For experimenting with cores or other circuit values and to make sure it's all working properly, replace the NiCad battery with a zener of the same voltage and replace the solar cell with a 3 volt power supply with a series resistor, about 22 ohms to simulate moderate sun. Measure the current in the zener and compare that power (zener current times zener voltage) to the power coming from the power supply (3 volts times power supply current) to see how the circuit is doing. When the power in the zener is over half the power from the supply, the inductor is good enough.
Ugly Construction - But it Works!
My little green fuse ended up in the negative battery leg and goes directly to "ground" (bottom-left in photo). It's a 2 amp fuse but a little higher is recommended. It's just there to prevent "disasters."
Don't copy my assembly technique! First of all, I had to cut all the mounting posts out of the case to get the battery to fit and it is held in by glue. Notice the silver nuts soldered onto the PCB for securing the cover! Secondly, there is very little height for the circuitry so everything is pressed down flat against a piece of copper clad board using little bits of board for the connections. That's a fine technique but this prototype was just too tight for comfort. Third, I had to search a while to find an inductor that would fit!

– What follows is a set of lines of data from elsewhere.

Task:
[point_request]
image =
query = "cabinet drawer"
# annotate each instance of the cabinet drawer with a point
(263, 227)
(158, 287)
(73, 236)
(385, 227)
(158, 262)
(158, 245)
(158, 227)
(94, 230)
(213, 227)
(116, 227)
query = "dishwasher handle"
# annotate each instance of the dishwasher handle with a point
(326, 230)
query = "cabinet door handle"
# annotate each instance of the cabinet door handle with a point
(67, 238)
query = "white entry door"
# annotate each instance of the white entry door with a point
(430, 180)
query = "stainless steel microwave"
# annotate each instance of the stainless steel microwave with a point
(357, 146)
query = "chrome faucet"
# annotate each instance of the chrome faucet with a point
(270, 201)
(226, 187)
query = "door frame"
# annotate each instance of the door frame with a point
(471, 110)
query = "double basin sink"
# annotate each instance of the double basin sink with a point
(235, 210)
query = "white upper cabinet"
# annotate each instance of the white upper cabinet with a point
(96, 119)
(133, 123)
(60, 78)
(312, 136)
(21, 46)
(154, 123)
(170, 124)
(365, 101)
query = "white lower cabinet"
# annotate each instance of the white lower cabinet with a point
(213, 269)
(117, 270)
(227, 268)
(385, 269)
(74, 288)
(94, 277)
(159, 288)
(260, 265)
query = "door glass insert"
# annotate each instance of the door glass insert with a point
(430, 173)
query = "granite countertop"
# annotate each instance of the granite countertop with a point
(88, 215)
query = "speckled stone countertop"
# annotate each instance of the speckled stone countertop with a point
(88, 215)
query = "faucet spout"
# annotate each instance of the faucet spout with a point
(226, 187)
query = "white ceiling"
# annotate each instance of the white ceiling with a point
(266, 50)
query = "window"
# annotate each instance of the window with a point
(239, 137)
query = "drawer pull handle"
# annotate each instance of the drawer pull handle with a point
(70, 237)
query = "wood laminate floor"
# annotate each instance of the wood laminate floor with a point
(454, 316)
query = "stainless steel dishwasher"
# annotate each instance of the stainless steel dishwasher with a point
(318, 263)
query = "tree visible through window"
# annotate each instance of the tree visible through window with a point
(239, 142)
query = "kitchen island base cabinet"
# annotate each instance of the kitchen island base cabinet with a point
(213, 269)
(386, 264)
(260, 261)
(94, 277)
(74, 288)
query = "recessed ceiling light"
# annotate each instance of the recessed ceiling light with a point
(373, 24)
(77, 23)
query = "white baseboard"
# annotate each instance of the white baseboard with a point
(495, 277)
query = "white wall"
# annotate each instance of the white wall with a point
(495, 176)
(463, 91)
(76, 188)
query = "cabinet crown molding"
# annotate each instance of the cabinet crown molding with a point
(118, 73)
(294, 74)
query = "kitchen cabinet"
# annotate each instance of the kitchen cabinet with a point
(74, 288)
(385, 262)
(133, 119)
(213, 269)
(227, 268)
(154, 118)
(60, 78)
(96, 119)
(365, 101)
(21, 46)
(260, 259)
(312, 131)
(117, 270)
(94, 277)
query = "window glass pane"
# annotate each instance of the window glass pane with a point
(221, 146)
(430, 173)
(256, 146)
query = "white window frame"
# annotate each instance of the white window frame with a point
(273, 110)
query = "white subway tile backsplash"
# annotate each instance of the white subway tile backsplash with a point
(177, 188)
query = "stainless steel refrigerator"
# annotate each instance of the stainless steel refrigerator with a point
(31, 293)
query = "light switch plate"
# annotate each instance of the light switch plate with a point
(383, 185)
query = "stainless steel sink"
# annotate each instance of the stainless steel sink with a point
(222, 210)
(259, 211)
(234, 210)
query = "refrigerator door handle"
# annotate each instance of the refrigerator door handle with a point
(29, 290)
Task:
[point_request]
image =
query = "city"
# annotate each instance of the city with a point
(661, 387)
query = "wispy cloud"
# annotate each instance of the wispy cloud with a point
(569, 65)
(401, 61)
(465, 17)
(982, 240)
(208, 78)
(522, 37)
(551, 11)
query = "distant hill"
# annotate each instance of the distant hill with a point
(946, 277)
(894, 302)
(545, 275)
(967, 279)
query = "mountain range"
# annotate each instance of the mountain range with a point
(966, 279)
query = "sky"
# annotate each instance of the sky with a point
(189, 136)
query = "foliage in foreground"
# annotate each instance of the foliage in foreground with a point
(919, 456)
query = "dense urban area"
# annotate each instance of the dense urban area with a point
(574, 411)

You need to add a 5 volt regulator to power a USB device and this regulator needs to be a low-dropout type that consumes "micro" power so that it doesn't discharge the battery on its own. There are commercial regulators like the TPS76750Q in the PWP package that will do the job with just a couple of good ceramic bypass capacitors. (There are a bewildering number of suitable regulator choices.) But if you like to build your gadget from parts on hand, below are a couple of circuits that will work. The first is the one I ended up using:
The two PolyFuses limit the current from the battery to about 1 amp but Smartphones and other USB-powered devices should draw less than 500 mA using a standard USB socket with the data pins not shorted (recommended). The P-channel mosfet may be any type with a couple of volts or less turn-on threshold (Vth) and capable of handling a few amperes. However, many types require too much voltage to turn on for this circuit.
Power dissipations should not be an issue in most cases but it wouldn't hurt to check the dissipation rating on your pass transistor. The older part I used can dissipate a watt with no heat sink and the actual dissipation should stay under 800 mW with a fresh battery and a full load of 500 mA. I soldered the leads of the surface-mount package to fairly large pads so it should handle well over one watt.

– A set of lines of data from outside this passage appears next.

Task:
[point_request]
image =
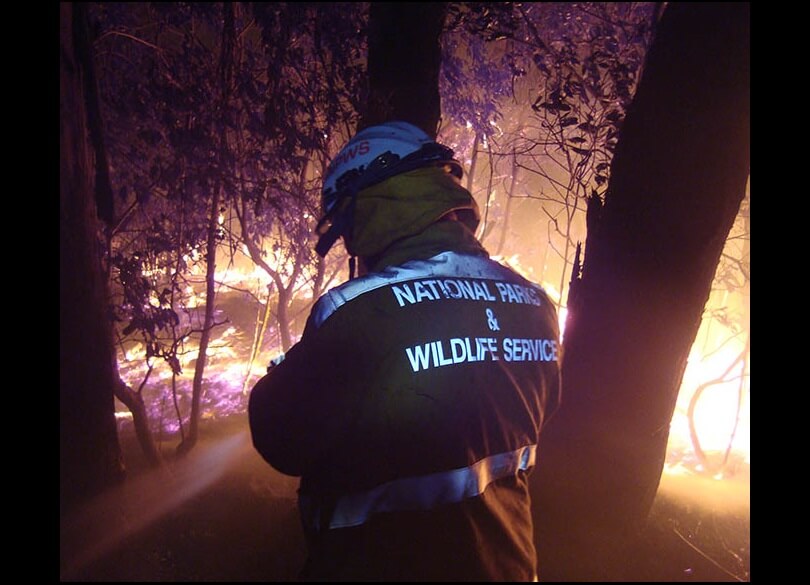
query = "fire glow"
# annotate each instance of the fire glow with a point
(720, 417)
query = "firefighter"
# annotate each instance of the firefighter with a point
(412, 406)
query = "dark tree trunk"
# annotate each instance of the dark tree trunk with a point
(404, 57)
(140, 421)
(89, 452)
(677, 181)
(197, 389)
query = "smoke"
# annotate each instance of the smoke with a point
(101, 525)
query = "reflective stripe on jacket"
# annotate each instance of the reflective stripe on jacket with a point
(411, 408)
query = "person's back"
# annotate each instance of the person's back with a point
(412, 405)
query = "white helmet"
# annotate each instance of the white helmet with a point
(371, 156)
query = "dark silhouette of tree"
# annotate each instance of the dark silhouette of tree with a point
(676, 183)
(89, 453)
(404, 57)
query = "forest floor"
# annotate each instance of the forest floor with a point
(222, 514)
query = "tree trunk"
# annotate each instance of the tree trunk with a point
(140, 420)
(226, 74)
(208, 324)
(677, 181)
(404, 58)
(89, 452)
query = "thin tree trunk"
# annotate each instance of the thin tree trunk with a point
(89, 451)
(677, 181)
(208, 324)
(140, 419)
(226, 72)
(508, 211)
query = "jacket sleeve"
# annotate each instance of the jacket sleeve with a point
(297, 411)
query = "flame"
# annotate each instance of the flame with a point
(722, 425)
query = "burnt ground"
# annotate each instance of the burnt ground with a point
(222, 514)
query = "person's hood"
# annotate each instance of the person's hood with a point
(406, 205)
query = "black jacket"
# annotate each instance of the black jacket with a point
(411, 408)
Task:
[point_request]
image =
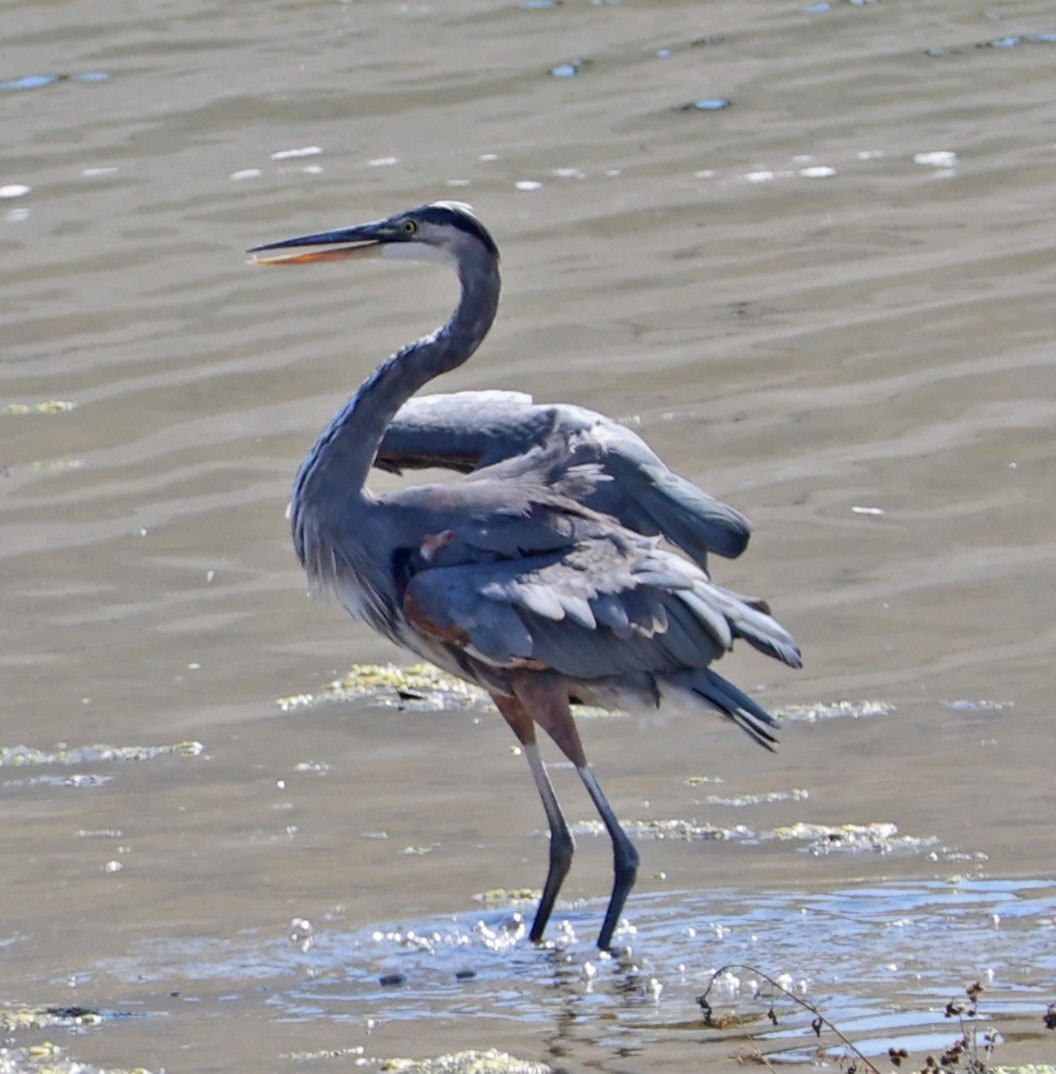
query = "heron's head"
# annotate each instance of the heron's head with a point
(444, 231)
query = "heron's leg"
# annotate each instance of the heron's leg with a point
(562, 844)
(624, 857)
(546, 697)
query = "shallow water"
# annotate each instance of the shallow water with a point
(828, 303)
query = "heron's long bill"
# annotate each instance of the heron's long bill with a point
(363, 242)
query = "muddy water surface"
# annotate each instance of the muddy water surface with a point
(829, 303)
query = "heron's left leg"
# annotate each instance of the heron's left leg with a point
(562, 845)
(546, 697)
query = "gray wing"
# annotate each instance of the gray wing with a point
(469, 431)
(608, 606)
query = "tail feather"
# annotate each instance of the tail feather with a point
(734, 704)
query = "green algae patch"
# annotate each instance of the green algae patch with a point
(48, 406)
(45, 1017)
(418, 686)
(834, 710)
(670, 828)
(421, 687)
(507, 896)
(48, 1058)
(881, 837)
(491, 1061)
(15, 756)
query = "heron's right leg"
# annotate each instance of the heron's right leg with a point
(562, 844)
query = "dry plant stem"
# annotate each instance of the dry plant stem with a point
(820, 1020)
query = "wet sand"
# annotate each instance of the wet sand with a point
(827, 303)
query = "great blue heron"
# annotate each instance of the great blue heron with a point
(511, 577)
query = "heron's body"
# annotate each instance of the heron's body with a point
(538, 577)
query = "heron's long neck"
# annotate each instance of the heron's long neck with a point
(344, 453)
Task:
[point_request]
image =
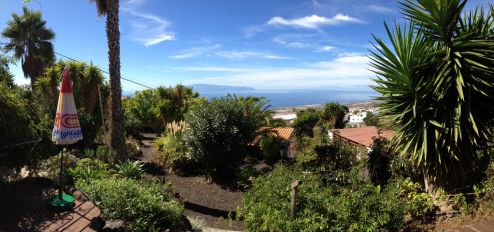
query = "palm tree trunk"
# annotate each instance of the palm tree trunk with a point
(117, 127)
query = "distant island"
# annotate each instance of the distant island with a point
(219, 88)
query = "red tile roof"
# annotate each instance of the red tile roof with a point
(362, 135)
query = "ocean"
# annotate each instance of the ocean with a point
(281, 99)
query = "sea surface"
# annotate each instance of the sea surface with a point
(279, 99)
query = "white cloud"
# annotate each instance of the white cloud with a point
(380, 9)
(251, 31)
(212, 50)
(313, 21)
(147, 29)
(195, 51)
(236, 55)
(345, 71)
(326, 48)
(293, 44)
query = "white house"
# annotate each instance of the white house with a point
(357, 118)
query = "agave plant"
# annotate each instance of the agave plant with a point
(437, 84)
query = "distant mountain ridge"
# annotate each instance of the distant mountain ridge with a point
(219, 88)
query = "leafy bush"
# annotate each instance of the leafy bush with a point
(50, 167)
(23, 119)
(217, 135)
(106, 154)
(130, 169)
(306, 121)
(246, 174)
(151, 110)
(333, 114)
(88, 168)
(142, 204)
(270, 147)
(419, 203)
(360, 207)
(173, 152)
(371, 119)
(379, 161)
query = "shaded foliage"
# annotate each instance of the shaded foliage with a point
(379, 161)
(359, 207)
(152, 109)
(306, 121)
(217, 134)
(371, 119)
(30, 41)
(436, 81)
(333, 115)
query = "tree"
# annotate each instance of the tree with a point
(30, 42)
(117, 125)
(256, 108)
(306, 121)
(379, 161)
(217, 135)
(371, 119)
(175, 102)
(5, 75)
(437, 85)
(334, 114)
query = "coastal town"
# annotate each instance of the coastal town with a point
(247, 115)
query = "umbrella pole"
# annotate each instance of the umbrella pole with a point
(61, 201)
(60, 190)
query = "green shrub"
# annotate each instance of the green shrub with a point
(50, 167)
(130, 169)
(270, 147)
(173, 152)
(245, 175)
(106, 154)
(358, 207)
(419, 203)
(88, 168)
(217, 135)
(379, 161)
(306, 121)
(142, 204)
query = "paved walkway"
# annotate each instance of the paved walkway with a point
(24, 207)
(81, 218)
(485, 226)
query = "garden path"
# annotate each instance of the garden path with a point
(483, 226)
(206, 202)
(25, 208)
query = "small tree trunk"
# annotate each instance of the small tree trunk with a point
(117, 127)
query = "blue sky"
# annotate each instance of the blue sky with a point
(265, 44)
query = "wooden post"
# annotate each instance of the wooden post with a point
(293, 194)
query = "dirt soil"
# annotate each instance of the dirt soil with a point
(204, 200)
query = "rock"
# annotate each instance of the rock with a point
(114, 226)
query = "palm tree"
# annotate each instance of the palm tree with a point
(117, 127)
(30, 42)
(334, 114)
(437, 86)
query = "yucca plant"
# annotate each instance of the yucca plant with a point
(437, 83)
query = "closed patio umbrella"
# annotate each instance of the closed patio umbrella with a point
(66, 130)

Vary either the 33k or 27k if the voltage isn't near 5 volts. The circuit should hold the voltage within about 50 mV of 5 volts for no load to full load over normal temperature variations. The circuit draws about 175 uA and that's less than the self-discharge of the NiCAD battery pack so no power switch is needed. You can also reverse the polarity of everything and use an N-channel mosfet. Remember, many mosfets require too much gate voltage to turn on - look for one with a Vth below 2 volts. the NDS8434 threshold is typically 1.5 volts. My N-channel version couldn't supply the full 500 mA because the circuit couldn't quite pull the gate voltage high enough.
If you don't have a suitable P-channel mosfet and don't want to worry about the mosfet characteristics, build the circuit below. The MPSA63 can be just about any small-signal PNP darlington and the 2SA2023 may be any number of small power PNP transistors. This circuit is less fussy regarding the transistor types as there is plenty of gain and the "turn-on threshold" of the PNPs is sufficiently low and stays the same regardless of transistor types.

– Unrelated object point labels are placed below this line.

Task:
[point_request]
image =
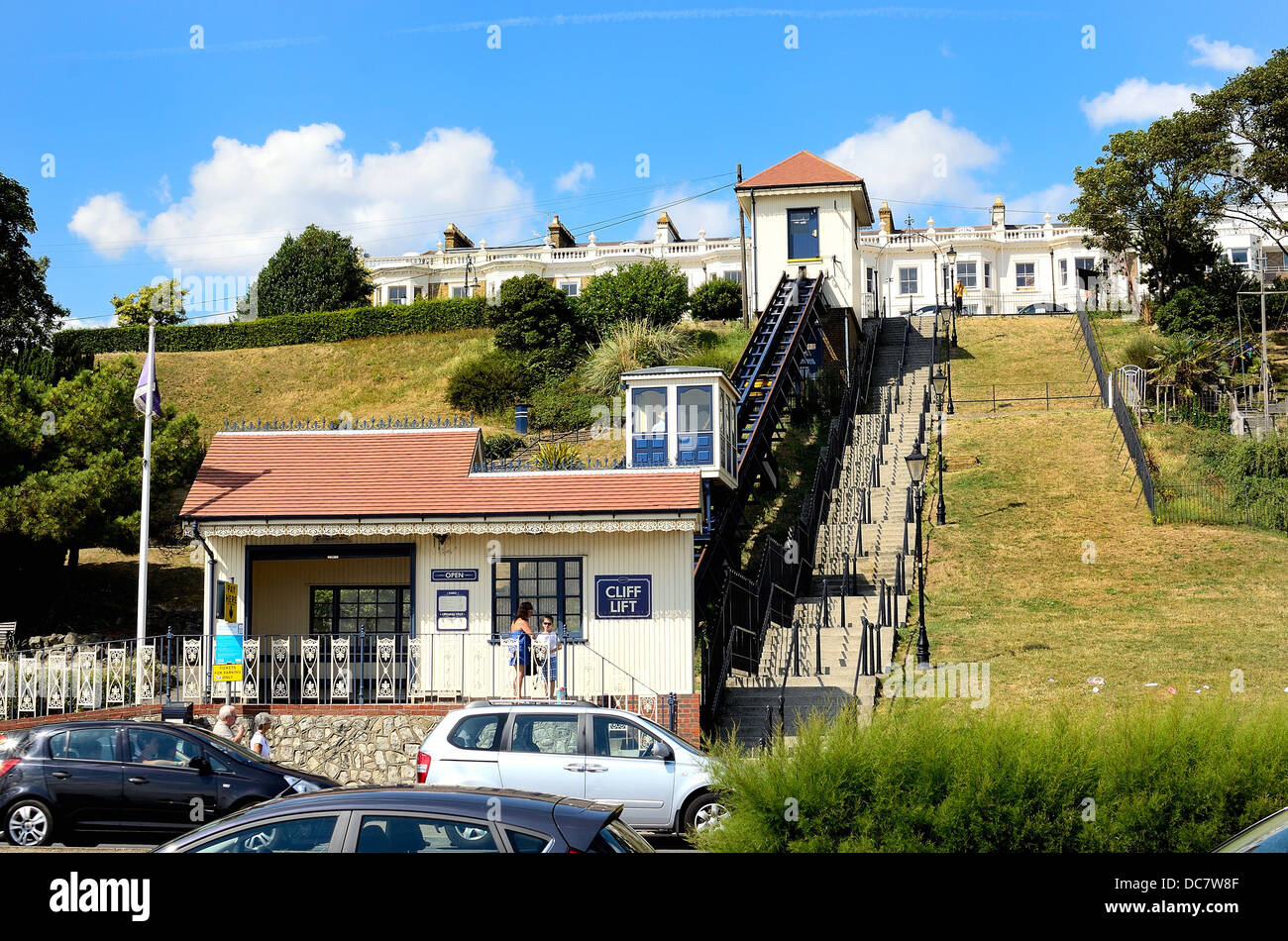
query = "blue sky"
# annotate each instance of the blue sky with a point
(188, 138)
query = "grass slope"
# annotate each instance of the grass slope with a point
(1026, 497)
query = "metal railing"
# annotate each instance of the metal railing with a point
(325, 670)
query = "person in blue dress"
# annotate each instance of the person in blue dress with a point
(520, 647)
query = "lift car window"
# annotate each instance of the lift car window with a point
(545, 734)
(404, 834)
(84, 744)
(477, 733)
(299, 834)
(150, 747)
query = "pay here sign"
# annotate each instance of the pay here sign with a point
(623, 596)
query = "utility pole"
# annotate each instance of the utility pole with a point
(742, 241)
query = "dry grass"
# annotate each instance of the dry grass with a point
(1026, 497)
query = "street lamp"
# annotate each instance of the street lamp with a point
(940, 382)
(917, 470)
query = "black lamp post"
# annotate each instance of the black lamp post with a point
(917, 471)
(940, 382)
(952, 267)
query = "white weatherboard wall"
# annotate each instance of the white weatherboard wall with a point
(836, 242)
(657, 652)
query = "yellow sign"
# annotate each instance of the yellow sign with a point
(227, 673)
(231, 601)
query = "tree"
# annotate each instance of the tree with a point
(71, 459)
(318, 270)
(653, 292)
(1147, 193)
(719, 299)
(536, 321)
(29, 316)
(162, 301)
(1249, 114)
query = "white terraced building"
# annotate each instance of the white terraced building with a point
(458, 267)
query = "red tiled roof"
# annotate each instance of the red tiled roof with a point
(426, 472)
(803, 168)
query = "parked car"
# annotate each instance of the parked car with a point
(578, 750)
(85, 782)
(417, 819)
(1263, 836)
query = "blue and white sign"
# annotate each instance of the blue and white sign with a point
(454, 575)
(454, 609)
(623, 596)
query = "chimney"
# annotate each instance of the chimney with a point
(455, 239)
(887, 218)
(559, 235)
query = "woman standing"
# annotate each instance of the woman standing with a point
(520, 647)
(259, 740)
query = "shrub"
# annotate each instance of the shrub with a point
(488, 383)
(652, 291)
(719, 299)
(536, 319)
(634, 345)
(284, 330)
(563, 406)
(926, 777)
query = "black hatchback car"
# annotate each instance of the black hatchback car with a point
(417, 819)
(86, 782)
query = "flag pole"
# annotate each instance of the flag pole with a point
(150, 365)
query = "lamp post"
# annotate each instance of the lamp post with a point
(917, 471)
(952, 267)
(939, 383)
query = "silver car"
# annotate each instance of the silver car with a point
(575, 750)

How it works: The LM385 applies 2.5 volts to the base of the 2N4401 and the diode and two feedback resistors apply a divided-down version of the output voltage to the emitter. When the output voltage is low, the emitter voltage is below the base voltage and the transistor conducts. The voltage on the collector drops, turning on the mosfet or the PNP transistors. The MPSA63 is just an emitter-follower that boosts the current to the base of the 2SA2023. When the voltage on the output rises to a sufficient level, the 2N4401 begins to turn off and the current in the pass transistor drops to whatever value is needed to maintain 5 volts out. The diode in the feedback compensates for the 2N4401's base-emitter diode drop for good temperature stability. I believe the specification for USB power allows for +- 250 mV variation and this circuit will regulate about a factor of ten better than that over a fairly wide temperature range. The drop-out voltage on this circuit is so low that it will still provide a valid output voltage when the NiCAD has discharged to 4.9 volts!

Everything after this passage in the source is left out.